Furthermore, one or more embodiments described herein may be implemented through the use of logic instructions that are executable by one or more processors of a computing device, including a server computing device. These instructions may be carried on a computer-readable medium. In particular, machines shown with embodiments herein include processor(s) and various forms of memory for storing data and instructions. Examples of computer-readable mediums and computer storage mediums include portable memory storage units, and flash memory (such as carried on smartphones). A server computing device as described herein utilizes processors, memory, and logic instructions stored on computer-readable medium. Embodiments described herein may be implemented in the form of computer processor-executable logic instructions or programs stored on computer memory mediums.

System Description

FIG. 1 illustrates, in an example embodiment, automated test logic module 105 hosted at server computing device 101, within networked automated software test system 100. While remote server computing device 101 is depicted as including automated test logic module 105, it is contemplated that, in alternate embodiments, alternate computing devices 102 a-n, including desktop or laptop computers, in communication via network 107 with server 101, may include one or more portions of automated test logic module 105, the latter embodied according to computer processor-executable instructions stored within a non-transitory memory. Database 103 may be communicatively accessible to server computing device 101 (also referred to as server 101 herein) and computing devices 102 a-n.
In one embodiment, users may access a memory of server computing device 101 from client computing devices 102 a-n in a cloud network arrangement to author, or define, test cases for regression testing of enterprise software applications, for example, whenever revised or updated versions of the software are released into production. Authoring, or defining, the test case may include version number information for a software application to be tested in regard to a specific software update or release, in conjunction with a test case definition from at least one client machine of the set of client machines 102 a-n. In this manner, the test automation system 100 described herein may be provided as an on-demand service hosted at server device 101 in conjunction with database 103 and made available to users of cloud-connected client computing devices 102 a-n.
The test case definition, in one embodiment, may be related to operational usage of the software application. The term operational usage herein means execution of the software application to fulfill functional and organizational duties or goals of the user, for example, an enterprise organization user of workforce management software. The test case definition as authored may include one or more test scenarios. A test scenario, in one example embodiment, may relate to a user type in an enterprise organization. Examples of user types specified or created may anticipate a type of user that would use the software application to achieve a desired solution or data output in operational usage. The user type represents and encapsulates a unique set of user characteristics or attributes that drive a distinctive behavior of a test case within the software application under test. The user type as created may be hypothetical or may be created based on customer-specific data setups to enable rapid validation of test cases.
FIG. 2 illustrates architecture 200 of server 101 hosting automated test logic module 105, in an example embodiment. Server computing device 101, also referred to herein as server 101, may include processor 201, memory 202, display screen 203, input mechanisms 204 such as a keyboard or software-implemented touchscreen input functionality, and communication interface 207 for communicating via communication network 107.

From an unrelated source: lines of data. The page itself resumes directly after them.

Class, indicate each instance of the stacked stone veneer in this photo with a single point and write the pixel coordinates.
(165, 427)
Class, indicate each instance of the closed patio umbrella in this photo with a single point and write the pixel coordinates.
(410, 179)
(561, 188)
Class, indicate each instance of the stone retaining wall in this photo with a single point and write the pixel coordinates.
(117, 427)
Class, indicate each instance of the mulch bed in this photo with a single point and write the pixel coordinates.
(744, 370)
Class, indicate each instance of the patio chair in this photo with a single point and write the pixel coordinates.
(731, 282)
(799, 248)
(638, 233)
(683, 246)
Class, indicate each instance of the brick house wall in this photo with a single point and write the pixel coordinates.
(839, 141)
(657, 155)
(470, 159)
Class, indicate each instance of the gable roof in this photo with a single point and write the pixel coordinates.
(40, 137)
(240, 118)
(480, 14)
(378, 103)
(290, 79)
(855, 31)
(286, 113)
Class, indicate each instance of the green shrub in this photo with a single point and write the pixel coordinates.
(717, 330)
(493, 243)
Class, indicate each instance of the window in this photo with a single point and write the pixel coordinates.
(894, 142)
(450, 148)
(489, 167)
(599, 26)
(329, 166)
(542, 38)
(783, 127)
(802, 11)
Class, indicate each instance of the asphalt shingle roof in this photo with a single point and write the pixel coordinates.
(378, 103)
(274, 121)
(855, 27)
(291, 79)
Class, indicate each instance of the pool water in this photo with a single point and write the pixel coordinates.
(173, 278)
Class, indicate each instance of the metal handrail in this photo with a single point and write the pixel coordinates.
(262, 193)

Automated test logic module 105 includes instructions stored in memory 202 of server 101, the instructions configured to be executable in processor 201. Automated test logic module 105 may comprise portions or sub-modules including test definition module 210, automaton generation module 211 and test execution module 212.
Processor 201 uses executable instructions of test definition module 210 to receive, in memory 202 of server computing device 101, information related to testing a specific version number of software application for a software application unit under test (UUT), in conjunction with a test case definition authored via at least one client machine of the plurality of client machines 102 a-n, the test case definition related to operational usage of the software application. The test case definition may include at least one test scenario.

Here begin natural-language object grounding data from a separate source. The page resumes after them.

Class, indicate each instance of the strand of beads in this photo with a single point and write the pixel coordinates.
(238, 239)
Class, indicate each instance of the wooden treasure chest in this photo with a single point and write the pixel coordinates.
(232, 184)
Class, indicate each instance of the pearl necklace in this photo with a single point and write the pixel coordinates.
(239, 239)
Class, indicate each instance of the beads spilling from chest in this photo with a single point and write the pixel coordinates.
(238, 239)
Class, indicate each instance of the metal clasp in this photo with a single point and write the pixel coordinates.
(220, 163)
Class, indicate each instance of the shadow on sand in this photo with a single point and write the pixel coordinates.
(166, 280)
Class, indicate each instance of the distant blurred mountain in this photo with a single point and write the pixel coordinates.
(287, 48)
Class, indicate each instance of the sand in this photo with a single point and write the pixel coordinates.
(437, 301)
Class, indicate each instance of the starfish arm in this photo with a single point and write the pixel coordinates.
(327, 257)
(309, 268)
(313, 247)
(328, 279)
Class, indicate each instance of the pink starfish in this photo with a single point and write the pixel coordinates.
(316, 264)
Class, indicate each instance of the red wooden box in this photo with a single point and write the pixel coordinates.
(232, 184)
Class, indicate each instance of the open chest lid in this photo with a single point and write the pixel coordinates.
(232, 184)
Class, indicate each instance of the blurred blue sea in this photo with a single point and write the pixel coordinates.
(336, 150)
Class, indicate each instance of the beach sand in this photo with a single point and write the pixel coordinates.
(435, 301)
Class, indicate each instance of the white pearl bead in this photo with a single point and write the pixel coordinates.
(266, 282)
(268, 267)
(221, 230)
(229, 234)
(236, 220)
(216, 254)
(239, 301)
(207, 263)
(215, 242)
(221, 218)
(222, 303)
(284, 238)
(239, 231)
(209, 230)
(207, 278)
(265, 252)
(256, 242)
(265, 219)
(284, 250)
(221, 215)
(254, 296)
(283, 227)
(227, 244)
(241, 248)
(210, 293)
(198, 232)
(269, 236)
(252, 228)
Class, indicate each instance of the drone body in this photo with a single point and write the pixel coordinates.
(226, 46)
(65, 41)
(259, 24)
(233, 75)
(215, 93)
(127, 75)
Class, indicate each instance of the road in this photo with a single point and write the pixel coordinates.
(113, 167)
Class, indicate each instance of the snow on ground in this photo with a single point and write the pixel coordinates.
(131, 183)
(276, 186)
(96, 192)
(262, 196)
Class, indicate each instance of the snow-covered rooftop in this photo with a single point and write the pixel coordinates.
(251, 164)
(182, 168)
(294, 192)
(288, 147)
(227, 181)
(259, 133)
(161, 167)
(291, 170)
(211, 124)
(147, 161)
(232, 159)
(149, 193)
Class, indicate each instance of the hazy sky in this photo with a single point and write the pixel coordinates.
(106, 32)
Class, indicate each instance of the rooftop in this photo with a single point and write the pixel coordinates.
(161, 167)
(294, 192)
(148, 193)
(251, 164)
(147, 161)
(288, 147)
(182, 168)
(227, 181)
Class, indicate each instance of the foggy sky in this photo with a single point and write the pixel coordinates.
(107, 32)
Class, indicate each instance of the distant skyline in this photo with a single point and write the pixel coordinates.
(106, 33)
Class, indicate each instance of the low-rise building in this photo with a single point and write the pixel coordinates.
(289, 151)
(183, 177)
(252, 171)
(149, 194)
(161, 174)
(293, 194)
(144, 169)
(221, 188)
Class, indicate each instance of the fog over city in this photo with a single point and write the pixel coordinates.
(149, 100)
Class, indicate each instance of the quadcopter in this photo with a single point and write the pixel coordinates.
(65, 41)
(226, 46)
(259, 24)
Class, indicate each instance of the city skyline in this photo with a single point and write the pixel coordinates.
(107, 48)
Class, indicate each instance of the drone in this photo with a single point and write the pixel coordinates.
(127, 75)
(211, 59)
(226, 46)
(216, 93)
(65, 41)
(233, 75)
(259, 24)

Processor 201 uses executable instructions stored in automaton generation module 211 to generate, from test action module 211 a in conjunction with test scenario module 211 b, using the processor of server computing device 101, a test automaton defining at least one user scenario of a set of user scenarios in conjunction with one or more test actions. The test automaton, in an embodiment, includes a plurality of test steps arranged in a test flow that manifests, or represents, the test case definition.
Test actions module 211 a, in an example embodiment, may include a repository, or library, of actions selectable and usable in conjunction with testing of the software application. In one embodiment, the action library including test may be hosted at database 103 communicatively accessible to server 101 and computing devices 102 a-n. A test action as referred to herein means a unique step in a testing case, which defines and mandates a unique test case when used in conjunction with the test scenario information during software testing.

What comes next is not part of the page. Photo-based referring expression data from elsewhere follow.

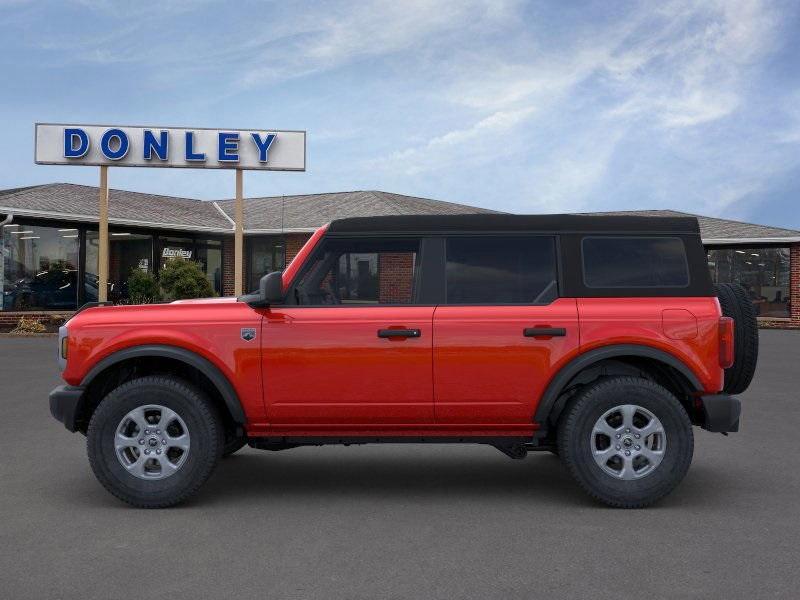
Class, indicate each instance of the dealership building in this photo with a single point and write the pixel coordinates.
(50, 249)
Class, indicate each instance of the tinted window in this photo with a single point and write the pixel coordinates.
(360, 271)
(634, 262)
(488, 270)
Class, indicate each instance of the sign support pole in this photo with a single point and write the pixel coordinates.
(238, 255)
(103, 254)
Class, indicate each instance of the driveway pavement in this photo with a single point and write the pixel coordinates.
(411, 522)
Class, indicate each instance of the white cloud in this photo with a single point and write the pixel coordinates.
(474, 144)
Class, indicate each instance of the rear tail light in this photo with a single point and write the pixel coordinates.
(725, 342)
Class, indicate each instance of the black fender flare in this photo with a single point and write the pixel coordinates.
(206, 367)
(582, 361)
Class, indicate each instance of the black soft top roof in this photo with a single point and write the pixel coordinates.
(521, 223)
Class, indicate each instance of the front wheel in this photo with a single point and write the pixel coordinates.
(627, 441)
(153, 441)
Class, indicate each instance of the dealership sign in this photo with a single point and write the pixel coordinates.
(109, 145)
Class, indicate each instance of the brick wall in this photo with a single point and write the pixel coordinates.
(794, 283)
(395, 277)
(228, 267)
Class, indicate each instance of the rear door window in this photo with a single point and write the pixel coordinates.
(507, 270)
(634, 262)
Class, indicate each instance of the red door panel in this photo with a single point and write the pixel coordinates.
(329, 366)
(486, 370)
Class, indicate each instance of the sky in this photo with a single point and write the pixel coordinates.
(527, 107)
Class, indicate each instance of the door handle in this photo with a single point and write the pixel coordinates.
(544, 332)
(391, 333)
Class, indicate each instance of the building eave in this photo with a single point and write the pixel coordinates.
(748, 241)
(112, 220)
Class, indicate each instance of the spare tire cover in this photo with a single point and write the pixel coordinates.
(735, 304)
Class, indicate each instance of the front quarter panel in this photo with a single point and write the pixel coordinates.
(211, 330)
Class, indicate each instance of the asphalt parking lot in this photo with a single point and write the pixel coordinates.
(417, 522)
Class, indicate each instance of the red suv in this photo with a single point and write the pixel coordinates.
(599, 338)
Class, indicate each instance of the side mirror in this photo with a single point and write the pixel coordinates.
(270, 287)
(270, 291)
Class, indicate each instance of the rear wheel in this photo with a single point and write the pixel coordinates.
(153, 441)
(627, 441)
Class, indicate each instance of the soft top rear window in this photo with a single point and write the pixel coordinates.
(634, 262)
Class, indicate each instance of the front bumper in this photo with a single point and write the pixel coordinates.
(721, 413)
(65, 402)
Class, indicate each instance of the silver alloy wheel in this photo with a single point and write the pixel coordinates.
(628, 442)
(152, 442)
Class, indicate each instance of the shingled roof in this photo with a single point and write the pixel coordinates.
(722, 231)
(306, 213)
(274, 214)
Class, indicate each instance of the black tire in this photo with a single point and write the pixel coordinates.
(735, 304)
(233, 444)
(575, 439)
(202, 422)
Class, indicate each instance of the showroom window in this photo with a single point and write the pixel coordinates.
(39, 267)
(128, 251)
(763, 272)
(206, 252)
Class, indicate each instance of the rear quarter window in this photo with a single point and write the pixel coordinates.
(634, 262)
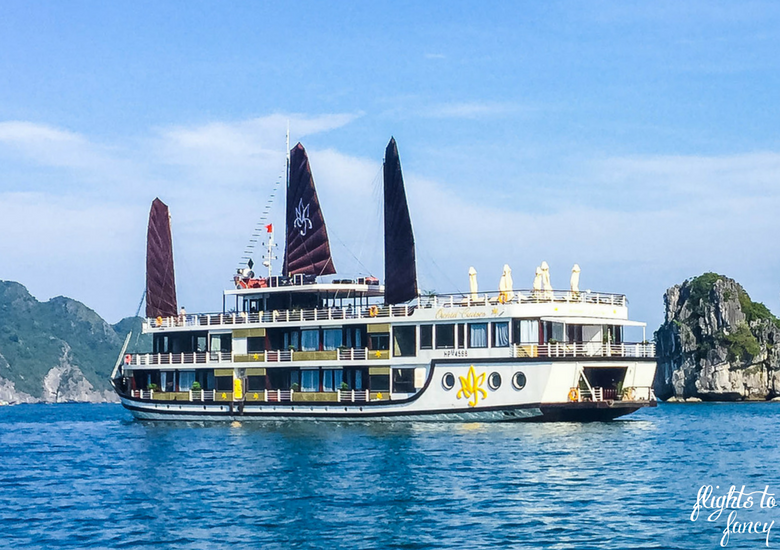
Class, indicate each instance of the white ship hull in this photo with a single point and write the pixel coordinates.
(473, 397)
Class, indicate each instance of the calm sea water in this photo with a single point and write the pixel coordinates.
(88, 476)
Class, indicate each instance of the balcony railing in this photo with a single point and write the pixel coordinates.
(382, 311)
(585, 349)
(266, 396)
(633, 393)
(277, 356)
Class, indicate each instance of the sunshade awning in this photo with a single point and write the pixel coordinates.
(594, 321)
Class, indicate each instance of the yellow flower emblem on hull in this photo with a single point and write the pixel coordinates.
(471, 387)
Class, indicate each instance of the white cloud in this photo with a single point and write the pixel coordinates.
(635, 225)
(50, 146)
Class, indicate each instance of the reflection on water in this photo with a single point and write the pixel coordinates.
(89, 476)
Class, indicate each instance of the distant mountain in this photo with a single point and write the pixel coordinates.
(58, 350)
(717, 344)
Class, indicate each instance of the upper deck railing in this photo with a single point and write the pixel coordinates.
(383, 311)
(559, 350)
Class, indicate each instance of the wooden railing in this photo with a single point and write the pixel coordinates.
(266, 396)
(584, 349)
(383, 311)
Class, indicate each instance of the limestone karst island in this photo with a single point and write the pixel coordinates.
(715, 344)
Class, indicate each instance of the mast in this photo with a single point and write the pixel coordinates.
(400, 263)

Test scenario module 211 b, in one embodiment, is configured to assemble scenarios that may be mandated in accordance with the test case definition and arrange or order test actions according to a particular test flow to manifest a given test scenario in a set of test scenarios that may be mandated in accordance with the test case definition. The test scenarios of the set of test scenarios may be ordered or assigned automatically, or in another variation, may be ordered by a user by way of the test case definition.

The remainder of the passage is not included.